Monolithic is still dealing with the fallout of its relationship with NVIDIA Corporation (NASDAQ:). In late 2024, a report revealed that the company would lose a lot of market share in powering NVIDIA’s new Blackwell server racks. This report caused Monolithic shares to drop around 40% in just two weeks. That report seems to have proven accurate. Revenue from the company’s Enterprise Data segment dropped 11% from the prior year and 31% from Q4 2024.

However, the beautiful thing about Monolithic Power Systems is its vast diversification across its end markets. The company’s Enterprise Data segment makes up just 33% of total revenue, and all of its other end markets make up at least 6% of total revenue. This is important, considering that every end market besides Enterprise Data grew by more than 40% from the previous year. These five end markets also all grew from Q4 2024, with the exception of Consumer, which declined by less than 1%. All this is to say that it is evident that Monolithic can still grow briskly, even if its relationship with NVIDIA took a big hit.

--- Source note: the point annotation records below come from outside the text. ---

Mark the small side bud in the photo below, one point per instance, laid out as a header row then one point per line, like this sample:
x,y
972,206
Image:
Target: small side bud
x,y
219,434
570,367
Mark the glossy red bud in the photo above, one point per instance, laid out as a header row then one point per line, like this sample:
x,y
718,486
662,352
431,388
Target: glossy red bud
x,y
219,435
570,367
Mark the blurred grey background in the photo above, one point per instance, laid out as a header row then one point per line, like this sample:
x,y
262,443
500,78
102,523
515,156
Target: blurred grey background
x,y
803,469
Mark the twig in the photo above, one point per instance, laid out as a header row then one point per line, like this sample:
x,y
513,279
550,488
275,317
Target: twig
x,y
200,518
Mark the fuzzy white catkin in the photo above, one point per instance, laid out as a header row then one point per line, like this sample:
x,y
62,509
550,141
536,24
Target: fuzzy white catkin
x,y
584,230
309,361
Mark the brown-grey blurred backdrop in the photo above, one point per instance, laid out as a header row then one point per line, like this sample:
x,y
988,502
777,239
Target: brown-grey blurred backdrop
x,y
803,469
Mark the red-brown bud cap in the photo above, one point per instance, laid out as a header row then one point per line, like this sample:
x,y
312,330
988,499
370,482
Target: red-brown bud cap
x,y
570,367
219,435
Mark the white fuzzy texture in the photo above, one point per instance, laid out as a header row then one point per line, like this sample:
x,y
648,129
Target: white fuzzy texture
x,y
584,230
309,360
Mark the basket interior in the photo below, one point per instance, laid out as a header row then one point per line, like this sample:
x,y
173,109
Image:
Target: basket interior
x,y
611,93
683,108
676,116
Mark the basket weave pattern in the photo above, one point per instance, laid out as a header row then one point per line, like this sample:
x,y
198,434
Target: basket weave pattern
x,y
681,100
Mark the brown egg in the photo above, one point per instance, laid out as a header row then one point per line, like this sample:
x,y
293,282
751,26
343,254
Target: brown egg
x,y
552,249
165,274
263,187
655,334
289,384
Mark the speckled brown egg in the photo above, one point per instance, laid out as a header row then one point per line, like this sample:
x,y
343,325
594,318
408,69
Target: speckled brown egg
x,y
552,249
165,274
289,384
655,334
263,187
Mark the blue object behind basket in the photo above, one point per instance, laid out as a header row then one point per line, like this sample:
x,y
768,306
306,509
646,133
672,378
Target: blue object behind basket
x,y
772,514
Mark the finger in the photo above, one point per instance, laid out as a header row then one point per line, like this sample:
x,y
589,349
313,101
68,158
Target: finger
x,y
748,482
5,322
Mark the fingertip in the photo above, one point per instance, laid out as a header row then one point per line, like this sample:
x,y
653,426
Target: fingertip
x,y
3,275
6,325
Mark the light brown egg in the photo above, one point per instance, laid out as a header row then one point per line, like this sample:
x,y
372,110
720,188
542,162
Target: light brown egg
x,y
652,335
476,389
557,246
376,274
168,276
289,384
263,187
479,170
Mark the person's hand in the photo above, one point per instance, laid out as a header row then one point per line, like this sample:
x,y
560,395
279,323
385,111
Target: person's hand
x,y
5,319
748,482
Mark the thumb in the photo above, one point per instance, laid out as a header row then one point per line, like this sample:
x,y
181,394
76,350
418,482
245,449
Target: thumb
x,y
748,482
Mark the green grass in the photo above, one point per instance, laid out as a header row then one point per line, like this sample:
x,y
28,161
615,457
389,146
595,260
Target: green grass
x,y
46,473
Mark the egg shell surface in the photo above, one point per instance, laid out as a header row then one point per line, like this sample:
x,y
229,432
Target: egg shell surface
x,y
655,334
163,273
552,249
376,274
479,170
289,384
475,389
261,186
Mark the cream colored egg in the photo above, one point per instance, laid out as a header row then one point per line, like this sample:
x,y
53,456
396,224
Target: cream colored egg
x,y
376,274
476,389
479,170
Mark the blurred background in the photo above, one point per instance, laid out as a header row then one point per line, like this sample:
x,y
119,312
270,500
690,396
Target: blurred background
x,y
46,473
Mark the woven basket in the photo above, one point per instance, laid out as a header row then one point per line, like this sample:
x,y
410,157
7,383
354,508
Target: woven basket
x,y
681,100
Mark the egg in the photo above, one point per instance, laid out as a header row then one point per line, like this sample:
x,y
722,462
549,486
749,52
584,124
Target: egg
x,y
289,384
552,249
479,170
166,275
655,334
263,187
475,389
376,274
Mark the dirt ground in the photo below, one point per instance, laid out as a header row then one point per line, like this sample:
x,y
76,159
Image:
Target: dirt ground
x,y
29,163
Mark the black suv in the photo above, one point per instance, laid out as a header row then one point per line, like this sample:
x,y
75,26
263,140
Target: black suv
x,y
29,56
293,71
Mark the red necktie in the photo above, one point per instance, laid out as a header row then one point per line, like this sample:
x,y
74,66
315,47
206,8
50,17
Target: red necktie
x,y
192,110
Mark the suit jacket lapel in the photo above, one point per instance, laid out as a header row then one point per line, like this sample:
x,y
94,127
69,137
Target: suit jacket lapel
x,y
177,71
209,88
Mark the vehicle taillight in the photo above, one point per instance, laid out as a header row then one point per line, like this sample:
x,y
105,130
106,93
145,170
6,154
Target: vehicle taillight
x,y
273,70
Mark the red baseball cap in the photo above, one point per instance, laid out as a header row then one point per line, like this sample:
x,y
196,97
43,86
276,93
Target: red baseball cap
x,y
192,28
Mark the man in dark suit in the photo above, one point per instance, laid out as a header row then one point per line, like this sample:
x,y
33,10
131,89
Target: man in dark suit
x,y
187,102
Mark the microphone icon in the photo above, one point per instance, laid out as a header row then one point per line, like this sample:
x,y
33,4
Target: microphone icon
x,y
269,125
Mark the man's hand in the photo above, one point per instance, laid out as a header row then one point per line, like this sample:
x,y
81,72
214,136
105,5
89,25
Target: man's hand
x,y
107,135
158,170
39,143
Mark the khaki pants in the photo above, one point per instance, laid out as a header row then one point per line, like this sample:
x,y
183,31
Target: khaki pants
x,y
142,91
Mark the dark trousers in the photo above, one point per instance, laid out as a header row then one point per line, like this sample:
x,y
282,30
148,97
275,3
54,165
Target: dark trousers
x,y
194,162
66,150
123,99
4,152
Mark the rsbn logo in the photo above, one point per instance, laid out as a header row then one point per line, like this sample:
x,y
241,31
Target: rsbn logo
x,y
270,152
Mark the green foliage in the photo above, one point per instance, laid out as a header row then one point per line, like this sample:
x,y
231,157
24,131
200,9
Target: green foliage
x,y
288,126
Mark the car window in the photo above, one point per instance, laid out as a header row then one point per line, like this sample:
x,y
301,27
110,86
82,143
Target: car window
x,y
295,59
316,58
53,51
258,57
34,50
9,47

Additionally, the company noted that it is still earning design wins in the enterprise data end market and expects revenue to ramp up in the year’s second half. Overall, the company has indicated that Enterprise Data revenue could be “flat plus or minus 20%” in 2025.

The earnings call also revealed some good news: the company expects no major effects from tariffs. They do not see effects on their costs or customer demand. This is important because around 37% of their revenue comes from China. The company emphasized its “China for China” supply chain. This means that manufacturers make chips for ******** customers in China, while they produce chips for non-******** customers outside China. This local manufacturing focus helps avoid the effects of tariffs.

Analysts Eye 14% Upside, But Long-Term Opportunity May Provide Much More

We tracked mixed updates on Wall Street price targets after earnings. Some upped their targets, some lowered them, and some reiterated. However, these analyst price targets still indicate a solid 12-month upside for Monolithic.

On average, their price targets indicate an upside of 14% compared to the stock’s May 7 closing price.

Still, whether Monolithic stock will continue rising in 2025 is hard to say, given the extensive cyclicality of the semiconductor industry. However, its value as a long-term investment case remains strong.

As the world continues to become more technologically advanced, there is a need for Monolithic to produce increasingly advanced chips to power those technologies.

The company’s broad diversification by end market means its success is not dependent on the success of one industry, let alone one customer. Additionally, the company’s smartly-placed supply chain puts it in a good position regarding tariffs.